Streik in Berliner Krankenhäusern: „Wir alle haben keinen Bock mehr“

Das Ultimatum läuft: Bessert sich die Lage und Bezahlung in den Kliniken nicht, wollen die Beschäftigten streiken. Die Bereitschaft dafür ist groß.

Menschen mit einem Transparent in roten Warnwesten

Geklatscht wurde laut, gehört hat es die Politik nicht: Protest am Mittwoch Foto: dpa

BERLIN taz | „Gebraucht, beklatscht, aber bestimmt nicht weiter so“ – unter diesem Motto fand am Mittwochnachmittag eine Protestkundgebung der Berliner Krankenhausbewegung vor dem Roten Rathaus statt. Die Kundgebung an diesem Internationalen Tag der Pflege war zugleich der Auftakt für den Tarifkampf, eingeleitet durch die Beschäftigten der beiden landeseigenen Kliniken von Charité und Vivantes.

500 Krankenhausbeschäftigte sowie 500 Un­ter­stüt­ze­r:in­nen verwandelten den Platz rund um den Neptunbrunnen mit ihren Warnwesten in ein orangenes Farbenmeer. Abstände wurden penibel eingehalten, wer teilnehmen wollte, musste das zuvor online melden. „Stand der Dinge – Augenringe“ war dem Schild einer Protestierenden zu lesen, ein weiteres Transparent fragte: „Wir retten Leben – Wer rettet uns?“

Auf eine Schweigeminute für die Opfer der Pandemie folgten emotionale Berichte von Krankenhausbeschäftigten aus ihrem Arbeitsalltag. So erinnerte sich eine Auszubildende an ihren ersten Praxiseinsatz. Mit nur einer Fachkraft habe sie insgesamt 40 Pa­ti­en­t:in­nen versorgen müssen. „Ich schäme mich!“, rief sie aus, denn sie habe „Menschen versorgt wie in einer Legebatterie“. 80 Prozent ihres Azubi-Kurses würden planen, der Pflege nach dem Examen den Rücken zuzukehren. „Wir sind desillusioniert und haben alle keinen Bock mehr“, so ihr Fazit.

Die Krankenhausbewegung fordert deshalb einen „Tarifvertrag Entlastung“, der Unterbesetzungen im Schichtdienst vermeiden soll, sowie die Durchsetzung des Tarifvertrags für den öffentlichen Dienst (TvöD) für alle Beschäftigten. Hintergrund ist, dass insbesondere der landeseigene Krankenhauskonzern Vivantes Arbeiten auf formal unabhängige Tochterunternehmen auslagert, um eine Bezahlung nach Tarif zu umgehen. Eigentlich wollte die rot-rot-grüne Koalition dies nicht mehr zulassen.

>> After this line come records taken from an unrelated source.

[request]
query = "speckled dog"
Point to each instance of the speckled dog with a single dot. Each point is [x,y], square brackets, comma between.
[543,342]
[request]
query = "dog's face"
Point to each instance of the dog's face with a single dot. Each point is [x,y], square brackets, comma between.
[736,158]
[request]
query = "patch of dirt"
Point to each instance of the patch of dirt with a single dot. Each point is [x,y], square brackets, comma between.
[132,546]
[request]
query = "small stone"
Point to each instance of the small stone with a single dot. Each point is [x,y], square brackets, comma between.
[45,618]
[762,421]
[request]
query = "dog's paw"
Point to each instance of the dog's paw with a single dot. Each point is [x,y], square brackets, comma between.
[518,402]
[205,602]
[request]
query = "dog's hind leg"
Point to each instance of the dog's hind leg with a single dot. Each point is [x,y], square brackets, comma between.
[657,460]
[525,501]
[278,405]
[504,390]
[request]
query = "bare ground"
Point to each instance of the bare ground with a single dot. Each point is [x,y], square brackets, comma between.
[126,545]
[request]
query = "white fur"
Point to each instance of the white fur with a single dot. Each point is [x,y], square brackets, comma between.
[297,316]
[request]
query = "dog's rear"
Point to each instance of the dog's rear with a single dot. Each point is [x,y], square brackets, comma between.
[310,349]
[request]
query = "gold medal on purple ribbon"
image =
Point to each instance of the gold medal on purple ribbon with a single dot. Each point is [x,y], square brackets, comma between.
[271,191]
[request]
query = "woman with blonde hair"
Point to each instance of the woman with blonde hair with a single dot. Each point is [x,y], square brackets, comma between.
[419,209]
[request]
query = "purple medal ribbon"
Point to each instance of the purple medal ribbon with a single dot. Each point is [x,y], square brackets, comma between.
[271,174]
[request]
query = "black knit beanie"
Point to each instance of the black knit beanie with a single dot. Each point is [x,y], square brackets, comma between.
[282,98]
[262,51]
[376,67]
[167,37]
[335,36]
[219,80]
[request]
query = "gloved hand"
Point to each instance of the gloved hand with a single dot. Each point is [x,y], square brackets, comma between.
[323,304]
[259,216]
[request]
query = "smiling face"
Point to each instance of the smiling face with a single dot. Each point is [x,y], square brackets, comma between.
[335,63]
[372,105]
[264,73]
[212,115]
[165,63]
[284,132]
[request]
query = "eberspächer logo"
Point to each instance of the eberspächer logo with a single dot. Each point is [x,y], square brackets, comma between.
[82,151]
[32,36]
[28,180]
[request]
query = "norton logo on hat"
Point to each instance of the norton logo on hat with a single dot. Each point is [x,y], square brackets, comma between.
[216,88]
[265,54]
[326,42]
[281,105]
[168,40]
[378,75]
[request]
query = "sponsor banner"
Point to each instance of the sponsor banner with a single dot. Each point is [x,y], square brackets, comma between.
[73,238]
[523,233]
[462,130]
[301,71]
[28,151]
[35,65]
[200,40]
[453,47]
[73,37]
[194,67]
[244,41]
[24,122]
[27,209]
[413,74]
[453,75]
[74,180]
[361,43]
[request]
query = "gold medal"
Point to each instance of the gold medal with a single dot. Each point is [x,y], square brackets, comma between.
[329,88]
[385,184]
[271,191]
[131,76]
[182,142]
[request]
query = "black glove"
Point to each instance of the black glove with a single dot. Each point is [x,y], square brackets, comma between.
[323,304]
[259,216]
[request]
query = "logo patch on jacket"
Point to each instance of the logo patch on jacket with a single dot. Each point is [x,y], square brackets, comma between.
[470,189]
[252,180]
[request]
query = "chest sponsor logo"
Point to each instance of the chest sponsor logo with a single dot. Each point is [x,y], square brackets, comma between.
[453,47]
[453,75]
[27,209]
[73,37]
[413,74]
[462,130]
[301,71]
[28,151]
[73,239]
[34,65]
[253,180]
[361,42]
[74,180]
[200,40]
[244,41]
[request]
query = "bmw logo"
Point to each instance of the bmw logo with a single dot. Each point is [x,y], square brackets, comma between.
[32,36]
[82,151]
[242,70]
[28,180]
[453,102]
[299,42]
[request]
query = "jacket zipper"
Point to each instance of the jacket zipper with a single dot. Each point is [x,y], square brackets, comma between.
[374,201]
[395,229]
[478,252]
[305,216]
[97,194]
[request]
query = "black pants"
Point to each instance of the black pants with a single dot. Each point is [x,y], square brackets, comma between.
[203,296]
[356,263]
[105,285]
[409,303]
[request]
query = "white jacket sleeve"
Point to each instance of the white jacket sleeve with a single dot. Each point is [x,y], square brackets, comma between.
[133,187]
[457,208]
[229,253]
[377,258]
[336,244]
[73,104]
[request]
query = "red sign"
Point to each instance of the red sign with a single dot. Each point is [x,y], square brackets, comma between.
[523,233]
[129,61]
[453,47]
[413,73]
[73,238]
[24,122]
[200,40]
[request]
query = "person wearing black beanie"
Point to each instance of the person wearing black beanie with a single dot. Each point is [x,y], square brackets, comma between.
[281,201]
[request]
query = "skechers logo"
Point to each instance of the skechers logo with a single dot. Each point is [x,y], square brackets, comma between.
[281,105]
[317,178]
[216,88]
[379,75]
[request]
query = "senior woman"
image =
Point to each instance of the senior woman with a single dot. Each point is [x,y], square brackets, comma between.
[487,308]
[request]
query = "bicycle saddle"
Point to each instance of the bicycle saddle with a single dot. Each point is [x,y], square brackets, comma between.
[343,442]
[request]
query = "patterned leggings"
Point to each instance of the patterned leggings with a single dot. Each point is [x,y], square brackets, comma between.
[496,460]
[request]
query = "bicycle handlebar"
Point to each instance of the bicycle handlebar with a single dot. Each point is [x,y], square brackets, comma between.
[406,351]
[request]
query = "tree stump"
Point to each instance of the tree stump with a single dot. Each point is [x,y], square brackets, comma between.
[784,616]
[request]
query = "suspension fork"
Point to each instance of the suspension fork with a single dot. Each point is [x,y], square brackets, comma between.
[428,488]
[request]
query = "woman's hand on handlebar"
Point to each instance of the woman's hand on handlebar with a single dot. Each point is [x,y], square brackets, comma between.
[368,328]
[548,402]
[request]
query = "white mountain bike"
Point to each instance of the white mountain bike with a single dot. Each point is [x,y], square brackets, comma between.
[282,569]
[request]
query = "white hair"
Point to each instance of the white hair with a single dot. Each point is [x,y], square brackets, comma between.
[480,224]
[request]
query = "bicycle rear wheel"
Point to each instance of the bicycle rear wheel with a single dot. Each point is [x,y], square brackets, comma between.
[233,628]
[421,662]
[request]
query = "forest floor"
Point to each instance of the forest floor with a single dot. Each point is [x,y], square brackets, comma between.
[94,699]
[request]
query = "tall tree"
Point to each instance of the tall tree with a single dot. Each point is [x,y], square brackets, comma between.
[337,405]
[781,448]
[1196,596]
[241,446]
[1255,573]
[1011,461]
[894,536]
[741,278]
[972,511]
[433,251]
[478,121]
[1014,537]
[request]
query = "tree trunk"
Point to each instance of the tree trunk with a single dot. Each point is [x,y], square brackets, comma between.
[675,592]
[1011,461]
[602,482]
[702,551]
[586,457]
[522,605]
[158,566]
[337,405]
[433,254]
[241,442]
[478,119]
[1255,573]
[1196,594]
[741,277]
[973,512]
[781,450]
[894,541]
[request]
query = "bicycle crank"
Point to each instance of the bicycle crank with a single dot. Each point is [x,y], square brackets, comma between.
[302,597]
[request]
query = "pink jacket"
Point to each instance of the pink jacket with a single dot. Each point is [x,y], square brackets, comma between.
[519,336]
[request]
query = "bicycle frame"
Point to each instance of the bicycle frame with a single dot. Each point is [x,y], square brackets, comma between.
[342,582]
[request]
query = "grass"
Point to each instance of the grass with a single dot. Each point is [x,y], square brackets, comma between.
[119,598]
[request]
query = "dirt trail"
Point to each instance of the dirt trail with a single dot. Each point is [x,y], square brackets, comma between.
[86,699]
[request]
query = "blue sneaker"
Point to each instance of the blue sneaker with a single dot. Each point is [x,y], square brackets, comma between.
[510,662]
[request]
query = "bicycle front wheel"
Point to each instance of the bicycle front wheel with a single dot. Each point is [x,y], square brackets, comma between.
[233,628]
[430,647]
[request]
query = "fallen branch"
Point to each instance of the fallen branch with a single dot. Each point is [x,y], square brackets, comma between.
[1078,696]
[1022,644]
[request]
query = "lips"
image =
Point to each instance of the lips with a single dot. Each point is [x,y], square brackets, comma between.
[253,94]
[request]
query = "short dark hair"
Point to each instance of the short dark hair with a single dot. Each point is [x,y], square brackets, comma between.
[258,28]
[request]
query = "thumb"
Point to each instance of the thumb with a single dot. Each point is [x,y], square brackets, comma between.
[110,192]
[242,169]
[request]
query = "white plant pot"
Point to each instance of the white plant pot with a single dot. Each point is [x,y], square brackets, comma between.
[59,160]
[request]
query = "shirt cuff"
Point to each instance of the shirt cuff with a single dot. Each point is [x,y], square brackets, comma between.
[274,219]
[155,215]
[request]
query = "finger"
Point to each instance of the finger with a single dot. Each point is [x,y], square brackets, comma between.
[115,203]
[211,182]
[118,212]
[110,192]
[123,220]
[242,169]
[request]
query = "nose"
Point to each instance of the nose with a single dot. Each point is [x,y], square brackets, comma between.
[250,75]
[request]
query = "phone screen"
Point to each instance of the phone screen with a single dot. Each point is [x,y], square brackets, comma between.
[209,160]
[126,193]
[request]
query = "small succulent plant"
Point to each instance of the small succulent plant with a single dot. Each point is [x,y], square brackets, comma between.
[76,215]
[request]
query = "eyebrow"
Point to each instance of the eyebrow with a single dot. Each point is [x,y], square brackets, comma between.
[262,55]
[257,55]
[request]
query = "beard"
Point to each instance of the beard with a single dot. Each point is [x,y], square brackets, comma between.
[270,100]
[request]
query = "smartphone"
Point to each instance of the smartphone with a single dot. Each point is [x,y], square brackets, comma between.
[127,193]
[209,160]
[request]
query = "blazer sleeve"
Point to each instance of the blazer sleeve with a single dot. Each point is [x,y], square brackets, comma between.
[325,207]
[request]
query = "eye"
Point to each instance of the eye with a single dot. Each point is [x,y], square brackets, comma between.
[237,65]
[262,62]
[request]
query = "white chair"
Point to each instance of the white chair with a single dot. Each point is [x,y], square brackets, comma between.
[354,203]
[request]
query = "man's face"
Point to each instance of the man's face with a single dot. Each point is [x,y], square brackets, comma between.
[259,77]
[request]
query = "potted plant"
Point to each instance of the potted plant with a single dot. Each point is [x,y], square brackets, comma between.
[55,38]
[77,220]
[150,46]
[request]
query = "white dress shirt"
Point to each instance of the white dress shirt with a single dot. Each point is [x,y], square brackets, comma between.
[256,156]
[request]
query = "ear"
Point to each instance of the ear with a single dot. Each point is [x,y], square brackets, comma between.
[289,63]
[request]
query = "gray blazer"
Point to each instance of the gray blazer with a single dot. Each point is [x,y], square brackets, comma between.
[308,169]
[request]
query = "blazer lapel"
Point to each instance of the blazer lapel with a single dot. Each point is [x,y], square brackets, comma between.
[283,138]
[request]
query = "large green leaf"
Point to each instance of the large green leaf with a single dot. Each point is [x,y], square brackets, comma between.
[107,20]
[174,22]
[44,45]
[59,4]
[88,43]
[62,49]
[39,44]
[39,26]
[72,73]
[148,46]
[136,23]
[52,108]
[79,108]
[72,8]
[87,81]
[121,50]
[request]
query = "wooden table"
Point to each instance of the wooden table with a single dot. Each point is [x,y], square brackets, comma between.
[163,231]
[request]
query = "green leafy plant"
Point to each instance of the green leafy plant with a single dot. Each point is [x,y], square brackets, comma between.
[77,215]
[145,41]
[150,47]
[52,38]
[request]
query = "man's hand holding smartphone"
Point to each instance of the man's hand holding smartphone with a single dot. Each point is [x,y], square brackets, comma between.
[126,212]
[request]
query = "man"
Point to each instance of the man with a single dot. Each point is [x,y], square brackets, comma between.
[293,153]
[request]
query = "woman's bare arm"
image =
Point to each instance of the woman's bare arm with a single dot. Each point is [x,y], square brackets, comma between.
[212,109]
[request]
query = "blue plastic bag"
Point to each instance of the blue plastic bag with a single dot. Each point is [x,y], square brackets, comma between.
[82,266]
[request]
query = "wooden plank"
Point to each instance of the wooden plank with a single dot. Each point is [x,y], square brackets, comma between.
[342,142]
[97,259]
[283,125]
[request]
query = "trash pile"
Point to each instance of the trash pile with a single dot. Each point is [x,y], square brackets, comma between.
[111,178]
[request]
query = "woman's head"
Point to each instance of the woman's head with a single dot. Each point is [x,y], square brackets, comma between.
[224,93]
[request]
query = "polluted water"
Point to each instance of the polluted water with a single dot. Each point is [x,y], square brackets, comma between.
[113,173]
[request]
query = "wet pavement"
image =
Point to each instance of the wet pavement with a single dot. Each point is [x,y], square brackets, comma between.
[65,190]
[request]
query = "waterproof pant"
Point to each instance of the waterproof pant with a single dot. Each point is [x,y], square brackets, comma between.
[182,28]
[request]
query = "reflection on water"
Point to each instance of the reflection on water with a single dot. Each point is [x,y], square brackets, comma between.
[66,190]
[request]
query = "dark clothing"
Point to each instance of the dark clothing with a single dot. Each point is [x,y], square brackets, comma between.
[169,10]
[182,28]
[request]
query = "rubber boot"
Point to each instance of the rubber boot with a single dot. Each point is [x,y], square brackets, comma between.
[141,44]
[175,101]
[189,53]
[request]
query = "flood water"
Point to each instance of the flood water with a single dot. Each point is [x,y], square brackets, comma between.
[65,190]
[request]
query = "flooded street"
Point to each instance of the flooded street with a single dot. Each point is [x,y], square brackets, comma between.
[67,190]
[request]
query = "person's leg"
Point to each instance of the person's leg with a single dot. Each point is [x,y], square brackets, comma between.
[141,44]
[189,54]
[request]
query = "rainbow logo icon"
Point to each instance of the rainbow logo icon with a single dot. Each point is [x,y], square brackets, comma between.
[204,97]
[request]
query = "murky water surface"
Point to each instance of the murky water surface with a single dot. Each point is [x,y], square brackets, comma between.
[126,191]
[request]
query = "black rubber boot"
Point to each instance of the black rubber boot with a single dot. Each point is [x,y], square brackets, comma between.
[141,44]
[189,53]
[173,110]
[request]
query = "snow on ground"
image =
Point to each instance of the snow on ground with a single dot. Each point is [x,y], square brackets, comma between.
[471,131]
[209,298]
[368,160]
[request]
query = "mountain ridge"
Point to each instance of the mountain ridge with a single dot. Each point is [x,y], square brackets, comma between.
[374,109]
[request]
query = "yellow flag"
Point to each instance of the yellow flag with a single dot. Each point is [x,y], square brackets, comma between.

Rot-rot-grüne Po­li­ti­ke­r:in­nen geloben Besserung

Mit der Kundgebung startet zugleich ein 100-tägiges Ultimatum an Klinikleitungen und Politik: Kommen sie den Forderungen nicht nach, soll gestreikt werden – wenige Wochen vor den Wahlen zum Abgeordnetenhaus und Bundestag am 26. September. Um dies zu unterstreichen, wurde Ver­tre­te­r:in­nen des Senats eine Unterstützungspetition überreicht, in der sich exakt 8.397 Beschäftigte zu den Forderungen der Bewegung bekennen.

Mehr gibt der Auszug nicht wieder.